If Derek Zoolander were the Turkish country-side (movie #60)


Honey   
Melbourne International Film Festival, 07/08/2010
Status: Behind by 12 films
Honey is a really, really, really, really good-looking film.  The Turkish highlands blue-steel the camera for the entire running time. It’s the third film in Turkish writer-director Semih Kaplanoglu’s trilogy about Yusuf.  In the first, Egg, he is 35 years old, in the second, Milk, he’s 18ish and unable to get into college.  In the third, Honey, he’s a boy, growing up in provincial Turkey with a plantation worker mother and an apiarist father, whom he adores. 

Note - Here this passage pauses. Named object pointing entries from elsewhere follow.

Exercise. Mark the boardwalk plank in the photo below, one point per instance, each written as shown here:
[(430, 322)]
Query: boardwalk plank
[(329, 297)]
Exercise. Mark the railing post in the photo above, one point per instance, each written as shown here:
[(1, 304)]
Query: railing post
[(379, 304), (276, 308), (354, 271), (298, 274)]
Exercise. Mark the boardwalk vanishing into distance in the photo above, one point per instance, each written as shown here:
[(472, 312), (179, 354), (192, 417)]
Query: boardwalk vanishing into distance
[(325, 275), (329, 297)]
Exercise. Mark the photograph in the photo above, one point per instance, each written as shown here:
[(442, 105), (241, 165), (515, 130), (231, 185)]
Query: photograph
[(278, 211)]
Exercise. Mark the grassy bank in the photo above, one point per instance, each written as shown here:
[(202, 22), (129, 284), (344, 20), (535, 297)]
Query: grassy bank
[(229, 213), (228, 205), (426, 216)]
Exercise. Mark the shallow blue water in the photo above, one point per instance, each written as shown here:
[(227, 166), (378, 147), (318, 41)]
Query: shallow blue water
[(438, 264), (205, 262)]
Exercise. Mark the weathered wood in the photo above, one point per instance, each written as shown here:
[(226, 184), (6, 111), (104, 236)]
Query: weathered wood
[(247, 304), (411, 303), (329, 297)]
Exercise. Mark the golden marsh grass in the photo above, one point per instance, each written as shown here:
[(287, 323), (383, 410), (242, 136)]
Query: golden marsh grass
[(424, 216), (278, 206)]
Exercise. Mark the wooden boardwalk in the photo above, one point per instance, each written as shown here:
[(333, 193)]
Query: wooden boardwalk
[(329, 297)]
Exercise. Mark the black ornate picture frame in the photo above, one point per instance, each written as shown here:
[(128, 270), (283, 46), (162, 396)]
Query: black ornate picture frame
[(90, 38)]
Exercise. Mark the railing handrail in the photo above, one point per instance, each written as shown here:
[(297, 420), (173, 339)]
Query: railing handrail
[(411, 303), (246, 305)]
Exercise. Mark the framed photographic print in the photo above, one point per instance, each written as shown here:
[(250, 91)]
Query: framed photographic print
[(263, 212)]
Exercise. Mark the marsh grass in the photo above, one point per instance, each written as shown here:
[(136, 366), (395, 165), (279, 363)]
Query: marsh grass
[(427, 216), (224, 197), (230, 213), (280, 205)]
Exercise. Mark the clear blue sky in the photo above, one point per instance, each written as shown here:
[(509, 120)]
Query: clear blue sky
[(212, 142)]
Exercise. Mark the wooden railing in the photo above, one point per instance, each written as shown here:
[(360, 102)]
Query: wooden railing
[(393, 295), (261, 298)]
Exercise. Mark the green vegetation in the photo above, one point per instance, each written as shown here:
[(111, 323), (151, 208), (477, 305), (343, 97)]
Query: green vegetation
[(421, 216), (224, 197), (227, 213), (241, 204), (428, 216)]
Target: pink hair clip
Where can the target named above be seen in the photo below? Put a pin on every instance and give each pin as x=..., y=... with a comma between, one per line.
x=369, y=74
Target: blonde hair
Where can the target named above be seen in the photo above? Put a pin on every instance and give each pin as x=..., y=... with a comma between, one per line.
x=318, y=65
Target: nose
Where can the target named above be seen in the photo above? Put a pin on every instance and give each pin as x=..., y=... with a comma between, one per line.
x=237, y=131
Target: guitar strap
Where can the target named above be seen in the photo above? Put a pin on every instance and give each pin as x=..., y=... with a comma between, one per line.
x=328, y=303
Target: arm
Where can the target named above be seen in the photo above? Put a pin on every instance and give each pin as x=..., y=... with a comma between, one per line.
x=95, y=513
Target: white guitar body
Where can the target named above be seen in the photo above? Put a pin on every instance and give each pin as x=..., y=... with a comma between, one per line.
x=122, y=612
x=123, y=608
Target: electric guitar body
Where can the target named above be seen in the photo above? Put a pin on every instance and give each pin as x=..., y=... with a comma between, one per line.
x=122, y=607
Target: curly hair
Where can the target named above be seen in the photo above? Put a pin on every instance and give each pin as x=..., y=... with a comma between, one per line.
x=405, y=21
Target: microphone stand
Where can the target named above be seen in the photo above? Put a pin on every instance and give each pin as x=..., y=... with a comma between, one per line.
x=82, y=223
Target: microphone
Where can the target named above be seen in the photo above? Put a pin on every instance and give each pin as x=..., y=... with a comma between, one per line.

The story of Honey is a slight one - the first half is centered on the relationship between the father and son, which unfolds through long, lingering (if beautifully shot) scenes of very little action.  What little action there is dries up in the second half when the father disappears and the film focuses solely on the introverted, withdrawn Yusuf.

I usually don’t mind a film with a slow pace that takes it’s time with long shots and beautiful composition, like Spring, Summer, Autumn, Winter … and Spring and The Weeping Camel, but those films also have a story.  Like Zoolander lacked a brain, there’s little behind the eyes of this film, pretty to look at though it is.